Chinese police have arrested more than 40 individuals across 21 provinces involved in fraudulent “Apple ID loan” schemes. These schemes exploited unsuspecting victims by coercing them to relinquish their personal Apple IDs in exchange for loans, leading to severe privacy breaches and threats of device blockages.
The modus operandi of these fraudulent schemes involved borrowers signing out of their Apple devices and logging back in using an Apple ID provided by the lender. If borrowers failed to make repayments, often at exorbitant interest rates, the lenders would resort to threatening actions such as blocking their devices, contacting their associates, and revealing personal information.
The recent crackdown, led by the police, targeted nine groups of individuals across various regions, encompassing 41 suspects. These suspects had orchestrated schemes that affected over 20,000 people, resulting in transactions amounting to 130 million yuan (approximately US$18.3 million). The state-run China News Service reported these figures, citing the public security bureau of Wuxi County in southwestern Chongqing city.
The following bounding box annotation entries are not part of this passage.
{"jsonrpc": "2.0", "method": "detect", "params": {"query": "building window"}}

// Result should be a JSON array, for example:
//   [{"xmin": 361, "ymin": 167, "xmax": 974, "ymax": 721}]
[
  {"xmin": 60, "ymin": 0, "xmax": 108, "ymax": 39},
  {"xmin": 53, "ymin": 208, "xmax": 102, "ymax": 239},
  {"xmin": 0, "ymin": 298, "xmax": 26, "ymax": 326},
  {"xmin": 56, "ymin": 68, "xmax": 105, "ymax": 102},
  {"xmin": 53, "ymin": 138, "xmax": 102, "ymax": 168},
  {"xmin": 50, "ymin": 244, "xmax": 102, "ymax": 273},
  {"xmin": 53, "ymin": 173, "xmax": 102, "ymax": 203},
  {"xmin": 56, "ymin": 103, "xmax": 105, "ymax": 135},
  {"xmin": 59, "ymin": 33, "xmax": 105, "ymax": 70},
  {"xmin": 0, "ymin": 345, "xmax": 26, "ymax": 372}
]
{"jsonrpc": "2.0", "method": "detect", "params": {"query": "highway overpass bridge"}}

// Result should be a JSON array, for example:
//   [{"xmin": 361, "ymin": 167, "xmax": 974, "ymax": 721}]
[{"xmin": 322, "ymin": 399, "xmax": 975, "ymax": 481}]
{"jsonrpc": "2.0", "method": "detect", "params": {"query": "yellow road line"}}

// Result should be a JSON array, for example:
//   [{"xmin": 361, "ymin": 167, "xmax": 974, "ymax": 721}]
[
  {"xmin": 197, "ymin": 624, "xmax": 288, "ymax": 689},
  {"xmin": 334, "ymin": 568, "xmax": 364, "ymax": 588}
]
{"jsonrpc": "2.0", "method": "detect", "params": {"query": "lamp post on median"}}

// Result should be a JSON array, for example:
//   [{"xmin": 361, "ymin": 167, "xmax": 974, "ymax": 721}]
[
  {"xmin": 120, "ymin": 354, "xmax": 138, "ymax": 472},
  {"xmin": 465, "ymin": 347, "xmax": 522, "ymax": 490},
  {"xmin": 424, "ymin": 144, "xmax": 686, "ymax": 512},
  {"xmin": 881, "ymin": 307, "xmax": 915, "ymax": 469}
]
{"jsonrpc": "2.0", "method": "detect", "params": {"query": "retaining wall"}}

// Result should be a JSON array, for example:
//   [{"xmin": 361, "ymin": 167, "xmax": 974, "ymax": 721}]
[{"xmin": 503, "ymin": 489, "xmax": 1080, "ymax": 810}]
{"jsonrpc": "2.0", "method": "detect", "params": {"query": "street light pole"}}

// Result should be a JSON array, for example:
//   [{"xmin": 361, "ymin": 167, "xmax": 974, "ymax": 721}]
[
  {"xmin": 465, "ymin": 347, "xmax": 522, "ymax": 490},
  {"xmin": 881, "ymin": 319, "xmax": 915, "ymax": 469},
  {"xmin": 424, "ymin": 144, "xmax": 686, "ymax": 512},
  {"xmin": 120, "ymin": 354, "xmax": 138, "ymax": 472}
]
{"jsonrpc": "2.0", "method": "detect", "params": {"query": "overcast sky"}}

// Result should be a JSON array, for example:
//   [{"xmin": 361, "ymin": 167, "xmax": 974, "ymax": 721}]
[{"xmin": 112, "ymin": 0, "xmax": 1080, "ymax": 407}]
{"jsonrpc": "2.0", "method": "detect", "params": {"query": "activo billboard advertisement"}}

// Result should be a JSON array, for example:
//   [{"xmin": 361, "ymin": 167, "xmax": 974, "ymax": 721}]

A particularly deceptive aspect of these schemes was the use of Apple CEO Tim Cook’s surname in some of the advertisements by the lenders. In a case reported in June in Jiujiang City, Jiangxi province, 10 suspects from Chuzhou City in neighbouring Anhui province were arrested, highlighting the nationwide scope of these fraudulent activities.
This crackdown sheds light on a recurring issue that was previously warned about by the state-run Xinhua News Agency in 2019. The agency had cautioned the public about the rise of fraudulent “Apple ID loan” cases, some of which demanded repayments within a week at annualized interest rates as high as 2,800 per cent. Lured by promises of no need for loan collateral or credit reports, victims fell prey to these deceptive schemes.
Comparatively, the interest rates in these fraudulent schemes are astronomical when contrasted with more affordable loans offered by banks. Banks, responding to economic challenges, have lowered interest rates to stimulate spending. According to Rong360 Digital Technology Institute, a Beijing-based market researcher, the average interest rate on bank consumer loans dropped to 3.41 per cent in November from 4.2 per cent a year earlier.
Among Chinese smartphone users, approximately one in five use an iPhone, totalling around 250 million people. This sizable user base makes iPhone owners a lucrative target for fraudulent schemes, prompting the need for robust cybersecurity measures and consumer protection.
The actions taken by the Chinese police in this recent crackdown signal a commitment to addressing the evolving landscape of financial fraud, especially in the realm of digital devices and personal data. As technology continues to advance, law enforcement efforts will likely need to adapt to new and sophisticated methods employed by criminals.